We loved meeting Gordo, at least as a voice on the radio. Will we be hearing from him again, and/or perhaps meeting him in person sometime in the future? 

Gordo was voiced by none other than Simon Barry himself — at the time it made sense for Simon to do it since he was sitting there on set with the actors and it really could've just ended up a guide track that was then re-voiced later by an actor but once I heard it, it felt completely wrong to have anybody else re-do it. Simon had just the right twang in his voice and a perfect, simple honesty that made me love the character and wish to hear more from him. I don’t know that we'll ever meet Gordo face-to-face on the show, but I love how Simon brought him to life during that brief radio call.

It's an intriguing parallel between Susan and Vanessa when it comes to their ability to handle firearms: Vanessa from her ex-husband, Susan from her hunter father - both repugnant men that were at least good for one thing. Was this intentional from the start or did it organically present itself during production? 

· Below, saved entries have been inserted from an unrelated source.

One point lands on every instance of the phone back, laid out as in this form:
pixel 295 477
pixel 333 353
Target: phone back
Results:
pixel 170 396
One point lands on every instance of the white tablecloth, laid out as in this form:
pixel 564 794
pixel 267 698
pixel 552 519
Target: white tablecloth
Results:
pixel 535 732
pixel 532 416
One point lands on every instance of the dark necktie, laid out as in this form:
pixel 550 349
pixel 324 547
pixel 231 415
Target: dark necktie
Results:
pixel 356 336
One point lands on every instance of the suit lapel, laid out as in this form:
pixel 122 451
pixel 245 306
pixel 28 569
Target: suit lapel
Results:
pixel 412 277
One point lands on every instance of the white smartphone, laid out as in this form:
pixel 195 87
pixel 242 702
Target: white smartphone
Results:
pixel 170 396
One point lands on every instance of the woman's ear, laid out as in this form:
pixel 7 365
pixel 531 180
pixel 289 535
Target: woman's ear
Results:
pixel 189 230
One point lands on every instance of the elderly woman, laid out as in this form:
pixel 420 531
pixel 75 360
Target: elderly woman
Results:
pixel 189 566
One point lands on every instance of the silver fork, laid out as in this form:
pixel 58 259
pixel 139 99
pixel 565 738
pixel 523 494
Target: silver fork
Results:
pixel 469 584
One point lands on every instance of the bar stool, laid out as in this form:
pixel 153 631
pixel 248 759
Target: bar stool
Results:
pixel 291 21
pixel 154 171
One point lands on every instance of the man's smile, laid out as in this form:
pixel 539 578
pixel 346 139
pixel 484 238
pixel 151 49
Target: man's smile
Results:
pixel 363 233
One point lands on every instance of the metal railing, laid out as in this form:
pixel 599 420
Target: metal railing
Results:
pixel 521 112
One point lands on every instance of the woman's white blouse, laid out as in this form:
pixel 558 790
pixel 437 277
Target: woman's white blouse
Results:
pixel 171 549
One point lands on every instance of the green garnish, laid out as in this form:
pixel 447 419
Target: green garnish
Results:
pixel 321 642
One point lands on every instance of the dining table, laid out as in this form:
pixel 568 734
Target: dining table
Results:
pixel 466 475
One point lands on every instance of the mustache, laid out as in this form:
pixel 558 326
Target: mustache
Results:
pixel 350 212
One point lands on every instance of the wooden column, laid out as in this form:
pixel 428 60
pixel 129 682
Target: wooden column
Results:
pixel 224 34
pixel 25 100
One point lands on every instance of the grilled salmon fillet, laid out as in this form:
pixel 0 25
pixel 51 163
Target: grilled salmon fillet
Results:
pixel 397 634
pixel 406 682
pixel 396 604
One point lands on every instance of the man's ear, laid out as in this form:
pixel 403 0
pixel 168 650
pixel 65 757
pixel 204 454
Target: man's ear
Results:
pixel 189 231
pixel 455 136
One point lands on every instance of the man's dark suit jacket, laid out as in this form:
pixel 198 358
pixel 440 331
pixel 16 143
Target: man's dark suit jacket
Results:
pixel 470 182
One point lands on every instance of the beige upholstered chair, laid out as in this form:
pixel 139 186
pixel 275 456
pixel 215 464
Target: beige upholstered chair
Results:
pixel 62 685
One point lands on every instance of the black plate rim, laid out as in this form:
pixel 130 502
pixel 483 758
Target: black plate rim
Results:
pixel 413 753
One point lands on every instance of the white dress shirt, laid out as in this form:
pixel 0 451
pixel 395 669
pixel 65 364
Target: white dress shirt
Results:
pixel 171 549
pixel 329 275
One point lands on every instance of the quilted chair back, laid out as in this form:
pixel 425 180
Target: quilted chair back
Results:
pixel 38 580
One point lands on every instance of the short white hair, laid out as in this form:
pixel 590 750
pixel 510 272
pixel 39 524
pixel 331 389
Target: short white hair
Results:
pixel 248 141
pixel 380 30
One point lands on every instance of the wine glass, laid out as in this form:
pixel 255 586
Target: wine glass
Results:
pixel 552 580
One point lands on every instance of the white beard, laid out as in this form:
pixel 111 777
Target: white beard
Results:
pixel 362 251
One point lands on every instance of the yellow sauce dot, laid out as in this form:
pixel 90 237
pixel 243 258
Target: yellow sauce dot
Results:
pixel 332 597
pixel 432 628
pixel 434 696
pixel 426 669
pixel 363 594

I’d love to say it was by design and that our room of writers are just that clever, but the truth is those two moments grew individually out of their respective episodes. That said, I love the parallel you created there and I’m glad it exists in Season 1. Susan and Vanessa come off as strong and capable throughout the series and I love that about them — Kelly Overton and Hilary Jardine really committed to the physical work on the show and not just the emotional journeys; it's great to watch them be confident and strong and soft and sad and so many other things during the episodes that they share — the writers worked hard to create complex people and with the help of an extremely talented cast, I think the kind of work that these two women (and their co-stars) are doing stands out and speaks for itself.

We loved the majestic image of Strider the horse followed by the nightmarish moment of the noble beast being felled by Susan's feral father. Did anything in particular inspire this dark fairy tale moment? And what inspired Strider's name? 


Strider definitely got his name as a nod to J.R. R. Tolkien and the idea was another one that was born and then developed by the writer's room. It seemed like a wonderful way to have a beat where the gang could marvel over the beauty of the world and then have it ravaged a moment later. I know there is a similar beat in an episode of The Walking Dead but ours is done in a very different way and I believe has a much deeper emotional impact in the end because of the characters who are involved —if anything, I'd call ours a tribute to a really terrific sister series rather than any kind of rip-off.

Wow. What a roller coaster ride, from Sam killing Susan, to Sam being left to die in the woods, to Sam becoming a vampire (and one that can hear!). This episode was definitely the most 'horror movie' of the season so far. Do you have a favorite memory from the production side of this episode? 

You're right about that and rightly so — we tried not to forget that our roots are always dripping with blood and that's the way it should be. We're a vampire show and, therefore, we need to spill blood and try to be scary every now and then. I think we all (cast and crew) pride ourselves on the fact that we're trying to tell emotionally grounded stories that are dramatically satisfying whenever possible, but in the end we're hunting vampires and we need to go there as often as we can. I love how pure these actors can be and how much they can move me in their more serious scenes but we still need to go for the jugular as much as we can — that's part of this job and one that I wholeheartedly embrace; you can sum it up with "It's okay to cry but never forget that we need to kill …"

What was your favorite scene in this episode, and why? 


Well, as I mentioned I loved the moments we spent with Gordo but the moments surrounding the death of Susan were stand-out for me this time around — the beauty and pain of the scene with Susan and Sam sitting on the log together, the honest anguish that Kelly [Overton] produced when she first discovers the body of Susan in the woods, the palpable fear that we get from Mohamad as he slowly realizes what Sam has done and the tour-de-force transformation of Sam during the whole episode (including the startling physical transformation, which was entirely Mr. Christopher Heyerdahl's idea and worked out brilliantly).